Google digitises constitutions

Google digitises constitutions

Google has launched an archive of the world’s constitutions in a new online initiative designed to help countries emerging from conflicts or political crises.

Google said in blog post the new initiative is aimed to help people drafting constitutions see what other countries have done in the past.

The new site, Constitute, digitises and makes searchable the world’s constitutions. The site was developed by Comparative Constitutions Project, which Google supported.

Google said Africa has the youngest set of constitutions, with 19 out of the 39 constitutions written globally since 2000 coming from the region, with Zimbabwe being the most recent.

“Africa has produced a number of recent constitutional innovations,” said Sara Sinclair Brody, Google Ideas product manager.

“In Kenya, a judicial vetting board recently screened the entire senior judiciary in accordance with the values of its new constitution.

“Additionally, Kenya’s Constitutional Implementation Committee is the first institution of it’s kind and now being copied elsewhere.”

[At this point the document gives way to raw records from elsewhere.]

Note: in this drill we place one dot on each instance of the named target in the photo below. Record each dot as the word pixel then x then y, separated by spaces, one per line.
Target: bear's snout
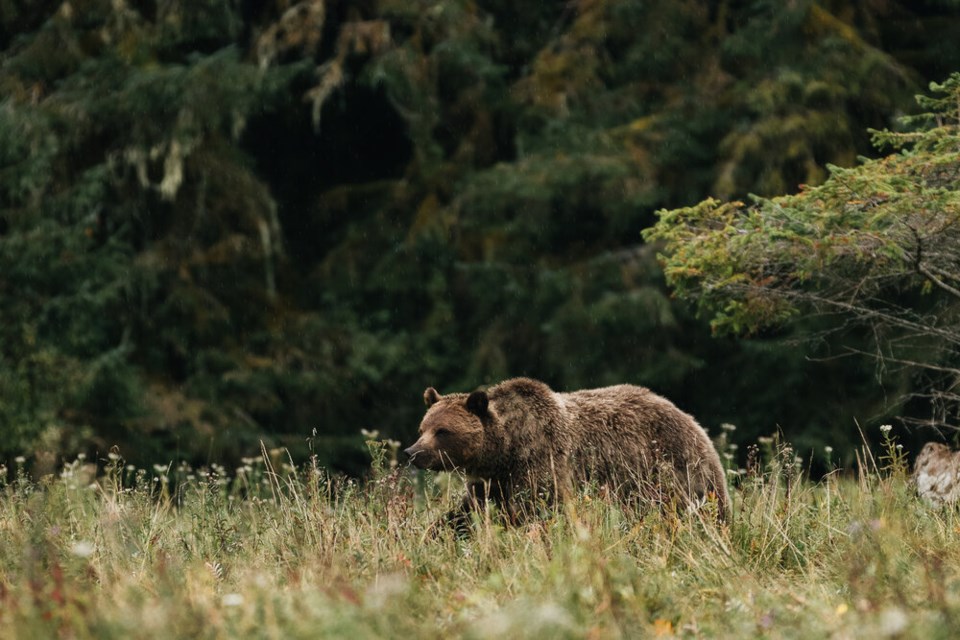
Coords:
pixel 412 451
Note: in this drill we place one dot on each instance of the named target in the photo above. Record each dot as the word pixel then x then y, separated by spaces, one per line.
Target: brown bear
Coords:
pixel 520 441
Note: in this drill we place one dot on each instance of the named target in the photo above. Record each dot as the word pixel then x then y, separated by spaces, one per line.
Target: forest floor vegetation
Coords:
pixel 276 550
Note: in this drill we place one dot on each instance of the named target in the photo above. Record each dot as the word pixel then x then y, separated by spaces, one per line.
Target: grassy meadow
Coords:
pixel 275 550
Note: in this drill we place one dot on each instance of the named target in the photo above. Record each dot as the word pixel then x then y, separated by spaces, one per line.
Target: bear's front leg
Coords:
pixel 479 492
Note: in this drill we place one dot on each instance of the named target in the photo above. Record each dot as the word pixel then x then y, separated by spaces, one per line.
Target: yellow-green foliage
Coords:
pixel 288 552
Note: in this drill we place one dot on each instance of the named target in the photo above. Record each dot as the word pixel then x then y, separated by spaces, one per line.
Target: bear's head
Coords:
pixel 452 431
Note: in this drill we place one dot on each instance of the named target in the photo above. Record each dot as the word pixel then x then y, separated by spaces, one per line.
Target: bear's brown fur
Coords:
pixel 936 474
pixel 520 440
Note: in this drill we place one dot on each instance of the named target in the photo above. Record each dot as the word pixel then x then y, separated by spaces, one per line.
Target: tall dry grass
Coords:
pixel 277 551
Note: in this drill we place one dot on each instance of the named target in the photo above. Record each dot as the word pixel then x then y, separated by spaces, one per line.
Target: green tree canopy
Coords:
pixel 876 246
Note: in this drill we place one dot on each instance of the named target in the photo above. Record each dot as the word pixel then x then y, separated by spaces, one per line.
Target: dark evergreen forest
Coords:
pixel 227 221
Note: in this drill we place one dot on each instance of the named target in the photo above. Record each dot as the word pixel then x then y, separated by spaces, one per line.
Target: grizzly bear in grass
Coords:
pixel 520 442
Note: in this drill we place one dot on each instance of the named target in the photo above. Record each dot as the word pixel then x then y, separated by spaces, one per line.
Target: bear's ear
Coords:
pixel 430 396
pixel 477 403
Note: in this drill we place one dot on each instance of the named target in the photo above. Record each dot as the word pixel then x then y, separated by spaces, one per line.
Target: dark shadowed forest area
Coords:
pixel 227 221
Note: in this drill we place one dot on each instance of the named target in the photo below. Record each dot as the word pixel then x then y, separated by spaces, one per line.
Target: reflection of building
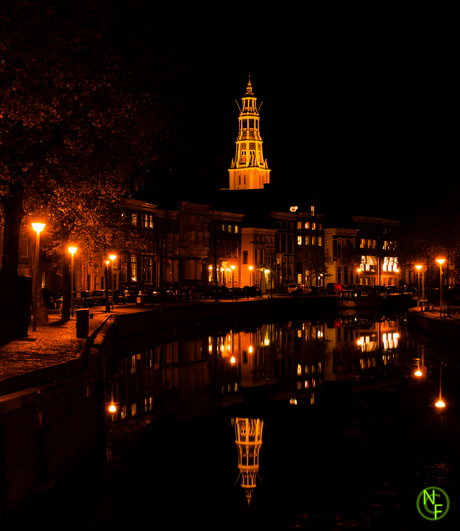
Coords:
pixel 355 344
pixel 249 170
pixel 248 439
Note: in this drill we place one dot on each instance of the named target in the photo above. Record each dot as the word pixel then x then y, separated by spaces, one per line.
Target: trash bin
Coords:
pixel 83 322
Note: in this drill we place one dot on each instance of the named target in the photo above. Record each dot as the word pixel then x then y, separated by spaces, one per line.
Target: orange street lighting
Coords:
pixel 72 250
pixel 112 257
pixel 38 227
pixel 418 268
pixel 440 262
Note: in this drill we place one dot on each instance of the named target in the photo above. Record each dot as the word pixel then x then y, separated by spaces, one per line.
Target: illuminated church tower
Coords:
pixel 249 169
pixel 248 439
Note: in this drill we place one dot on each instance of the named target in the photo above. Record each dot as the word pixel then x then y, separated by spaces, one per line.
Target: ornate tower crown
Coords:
pixel 249 170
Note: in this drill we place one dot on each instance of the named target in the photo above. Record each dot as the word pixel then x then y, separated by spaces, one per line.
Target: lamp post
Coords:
pixel 112 257
pixel 106 274
pixel 418 267
pixel 440 262
pixel 38 227
pixel 72 250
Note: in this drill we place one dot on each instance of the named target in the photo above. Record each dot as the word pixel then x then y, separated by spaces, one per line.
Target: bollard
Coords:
pixel 82 323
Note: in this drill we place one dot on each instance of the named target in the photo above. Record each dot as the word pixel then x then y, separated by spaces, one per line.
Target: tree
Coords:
pixel 76 132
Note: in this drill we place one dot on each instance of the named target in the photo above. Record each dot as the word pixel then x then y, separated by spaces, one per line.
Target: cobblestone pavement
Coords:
pixel 49 345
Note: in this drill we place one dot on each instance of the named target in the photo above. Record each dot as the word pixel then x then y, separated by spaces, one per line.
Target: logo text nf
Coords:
pixel 430 503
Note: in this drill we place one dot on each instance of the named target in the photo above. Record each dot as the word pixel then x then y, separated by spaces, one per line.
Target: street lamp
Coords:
pixel 112 257
pixel 106 274
pixel 418 267
pixel 440 262
pixel 38 227
pixel 72 251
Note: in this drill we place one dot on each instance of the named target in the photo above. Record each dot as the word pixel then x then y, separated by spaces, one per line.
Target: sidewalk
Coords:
pixel 49 345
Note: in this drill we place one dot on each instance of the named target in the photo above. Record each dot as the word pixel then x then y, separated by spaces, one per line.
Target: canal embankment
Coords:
pixel 444 329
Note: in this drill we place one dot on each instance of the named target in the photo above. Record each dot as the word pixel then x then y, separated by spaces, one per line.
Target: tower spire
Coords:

Jared Cohen, Google Ideas director, said: “We wanted to take the physical constitutions and we wanted to have them organised online, make them universally available online and make them useful for all the different governments going through a constitutional process.”

Tunisia’s President Moncef Marzouki, who was present at the launch, said the new site would be vital for countries such as his own which is struggling to agree on a constitution and electoral law following a 2011 revolution.

“I’m very fascinated by this project and I think it will be extremely useful,” Marzouki said.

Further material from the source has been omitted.